Es sind noch vier Stiche zu spielen. Der Alleinspieler in Vorhand zeigt seine Karten und sagt „Der Rest ist mir!“. Er hat noch die drei höchsten Trümpfe und die letzte im Spiel befindliche Herzkarte. Einer der Gegenspieler meldet nun an, dass die restlichen Stiche an die Gegenspieler gehen, denn der Alleinspieler könnte noch einen Stich abgeben wenn er anstatt einer seiner Trumpfkarten die letzte Herzkarte ausspielen würde. Er selbst könnte diese dann stechen.

Ein klassischer Fall für ISkO 4.5.2:

Alle Teilnehmer haben sich in jeder Situation fair, sachlich und sportlich zu verhalten und kein fadenscheiniges Recht zu suchen.
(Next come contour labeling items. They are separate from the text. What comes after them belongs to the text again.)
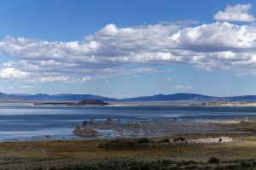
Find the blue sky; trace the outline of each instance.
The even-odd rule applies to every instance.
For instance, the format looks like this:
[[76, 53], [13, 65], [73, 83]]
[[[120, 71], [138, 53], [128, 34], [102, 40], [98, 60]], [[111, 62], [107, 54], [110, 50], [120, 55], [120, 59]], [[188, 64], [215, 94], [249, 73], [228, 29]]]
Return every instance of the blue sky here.
[[0, 1], [0, 91], [256, 94], [254, 1]]

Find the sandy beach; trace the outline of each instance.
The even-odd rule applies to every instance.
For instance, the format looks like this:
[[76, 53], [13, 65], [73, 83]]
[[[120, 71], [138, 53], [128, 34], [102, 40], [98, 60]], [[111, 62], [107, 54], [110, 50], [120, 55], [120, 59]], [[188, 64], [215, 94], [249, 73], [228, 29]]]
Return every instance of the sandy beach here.
[[[160, 126], [160, 128], [170, 127], [169, 123], [143, 124], [145, 128], [150, 126]], [[205, 130], [207, 127], [208, 132]], [[159, 169], [176, 167], [182, 169], [186, 167], [215, 169], [226, 166], [242, 167], [244, 162], [253, 167], [255, 128], [254, 119], [248, 122], [218, 122], [214, 126], [210, 122], [174, 122], [170, 129], [180, 131], [169, 137], [147, 139], [147, 143], [138, 144], [136, 149], [99, 147], [113, 141], [110, 139], [0, 143], [0, 169], [131, 169], [132, 166], [142, 166], [143, 162], [158, 166]], [[179, 133], [185, 128], [192, 129], [191, 133]], [[204, 131], [196, 130], [201, 128]], [[214, 132], [216, 128], [221, 129], [221, 133]], [[131, 138], [124, 139], [125, 142], [126, 140], [131, 140]], [[217, 157], [219, 162], [209, 163], [212, 157]]]

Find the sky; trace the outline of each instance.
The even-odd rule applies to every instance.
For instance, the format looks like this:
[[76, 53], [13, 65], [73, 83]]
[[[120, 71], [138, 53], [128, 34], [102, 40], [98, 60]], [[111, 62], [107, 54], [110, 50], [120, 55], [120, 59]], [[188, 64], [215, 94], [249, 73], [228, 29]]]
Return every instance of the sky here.
[[253, 0], [0, 0], [0, 92], [256, 94]]

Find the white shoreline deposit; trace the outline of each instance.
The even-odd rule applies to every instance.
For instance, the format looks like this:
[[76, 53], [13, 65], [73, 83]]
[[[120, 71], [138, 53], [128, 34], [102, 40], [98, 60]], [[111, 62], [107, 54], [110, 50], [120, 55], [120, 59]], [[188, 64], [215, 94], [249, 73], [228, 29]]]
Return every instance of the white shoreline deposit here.
[[[121, 124], [117, 122], [113, 122], [113, 123], [94, 122], [80, 126], [80, 128], [91, 128], [98, 132], [99, 134], [97, 134], [97, 136], [107, 139], [157, 138], [177, 134], [207, 133], [224, 133], [234, 132], [234, 129], [231, 128], [219, 126], [219, 122], [214, 123], [204, 122], [137, 122], [125, 124]], [[108, 133], [104, 133], [104, 131]], [[83, 136], [81, 134], [82, 133], [76, 135]], [[89, 134], [84, 136], [88, 137], [92, 135]]]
Der Gegenspieler sucht hier natürlich fadenscheiniges Recht. Die Gegenspieler können das Spiel nicht gewinnen und anstatt dies zu akzeptieren wird ein Regelverstoß konstruiert, um das unverlierbare Spiel des Alleinspielers umzubiegen.

Durch das Zeigen der Karten und die Abgabe der Erklärung „Der Rest ist mir!“ ist der Alleinspieler verpflichtet, alle restlichen Stiche zu machen. In der Skatordnung steht aber nirgends, dass der Alleinspieler dabei auch noch die dümmst mögliche Karte auszuspielen hat. Mit dieser „Argumentation“ könnte man jedesmal, wenn der Alleinspieler seine Karten zeigt, soetwas konstruieren. Der Alleinspieler könnte ja falsch bedienen oder plötzlich auf „Mau Mau“ umschwenken und beim Ausspiel einer 7 zwei Karten ziehen.

Wenn die Gegenspieler der Meinung sind, dass sie noch einen Stich machen, dann wird das Spiel einfach – mit offengelegten Karten des Alleinspielers – fortgesetzt. Der Alleinspieler darf dann aber natürlich weiterhin nach seinem Belieben weiterspielen. Er muss sich auch nicht die Augen verbinden oder beide Hände auf dem Rücken verschränken. Machen die Gegenspieler dann tatsächlich einen Stich, dann gehen alle Stiche seit dem Auflegen der Karten an sie. Das soll ja recht häufig vorkommen.